California Governor Jerry Brown signed Assembly Bill 525 into law on October 11, 2015. The provisions of the law include many new requirements for franchisors:
- They must provide a written explanation when they terminate a franchise agreement.
- They must repurchase the franchisee’s assets (less depreciation) when they end a franchise agreement, though not if the franchisee ends the arrangement.
- They may only terminate franchisee agreements for “substantial” infractions of the agreement.
- They must allow franchisees 60 days to correct the infraction.
- Franchisees who lied when they acquired their franchise (about the net worth, for example), may have their franchise agreements terminated.
- Franchisors may end the agreement if franchisees declare bankruptcy or fail to make required payments, or if the franchisee abandons the franchise.
- They may also end the agreement if there is a danger to pubic health or safety from the franchise.
- Franchisors may also terminate the franchise agreement if the franchisee behaves in ways that may damage the reputation of the franchise, including being convicted of crimes related to the franchise.
- Franchisees may sell their franchise to any buyer who meets the franchisor’s stipulated qualifications.
- Franchisors may have first refusal of a franchise if the franchisee desires to sell it.
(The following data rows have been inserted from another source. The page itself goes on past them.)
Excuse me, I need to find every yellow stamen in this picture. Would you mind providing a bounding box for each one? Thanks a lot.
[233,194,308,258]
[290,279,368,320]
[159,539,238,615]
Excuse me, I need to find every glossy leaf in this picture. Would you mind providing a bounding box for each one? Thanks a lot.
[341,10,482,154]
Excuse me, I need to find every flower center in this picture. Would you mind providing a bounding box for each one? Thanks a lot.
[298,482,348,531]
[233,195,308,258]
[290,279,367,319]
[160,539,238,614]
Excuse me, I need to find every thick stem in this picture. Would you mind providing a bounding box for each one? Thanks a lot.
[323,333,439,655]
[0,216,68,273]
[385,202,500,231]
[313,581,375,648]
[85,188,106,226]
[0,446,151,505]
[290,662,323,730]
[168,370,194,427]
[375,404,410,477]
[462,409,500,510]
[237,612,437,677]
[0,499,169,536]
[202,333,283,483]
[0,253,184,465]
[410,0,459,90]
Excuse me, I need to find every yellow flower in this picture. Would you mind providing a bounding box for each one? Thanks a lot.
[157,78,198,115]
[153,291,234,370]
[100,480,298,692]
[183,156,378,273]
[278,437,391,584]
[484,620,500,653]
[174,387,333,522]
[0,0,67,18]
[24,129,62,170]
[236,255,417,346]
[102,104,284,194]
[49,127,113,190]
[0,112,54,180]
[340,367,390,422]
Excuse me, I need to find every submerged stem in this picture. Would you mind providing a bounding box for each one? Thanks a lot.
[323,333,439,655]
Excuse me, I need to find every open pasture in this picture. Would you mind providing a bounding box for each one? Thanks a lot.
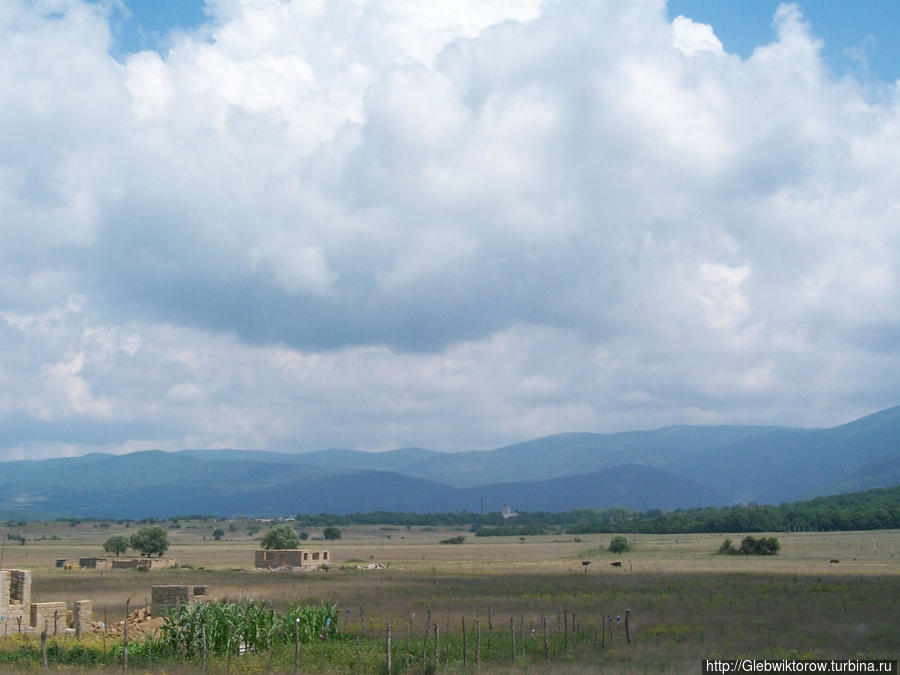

These requirements are expected to provide greater protection for franchisees who face the possibility of having their franchise agreements terminated. Some franchisees have claimed that their agreements were terminated because the franchisor wanted to take over their location or offer it to a mutli-unit franchisee. Others have claimed that their agreements were ended “on a whim.” The new law will prevent any terminations of this type.
At the same time, other franchisees have been worried that franchisees who were breaking the agreement would threaten the brand. If your cleaning franchise suffers from negative reactions to the same franchise in another town, you don’t want that location to continue its bad practices for another 60 days. The new law’s clause saying that a threat to the reputation of the franchise is grounds for termination offers protection to other franchisees.
Franchisors may be better protected in cases where a franchisee breaks labor laws or in some other way threatens the franchise.For the most part, however, this law is intended to limit what franchisors can do.
There are some very specific details in the new law — for example, a franchise can only stay closed for five days after an earthquake before they are judged to have abandoned their franchise — but the major provisions focus on the requirements and limitations for terminating franchise agreements.
In general, the new law will only apply to franchise agreements or renewals signed on or after January 1, 2016. In the case of franchise agreements which have no ending date, the new law may apply immediately.
Observers are guessing that franchisors will update their franchise agreements in light of the new law. If you’re investigating franchise business opportunities in California, this is certainly a time when you should consult a lawyer to be sure you completely understand your rights and responsibilities as a franchisee.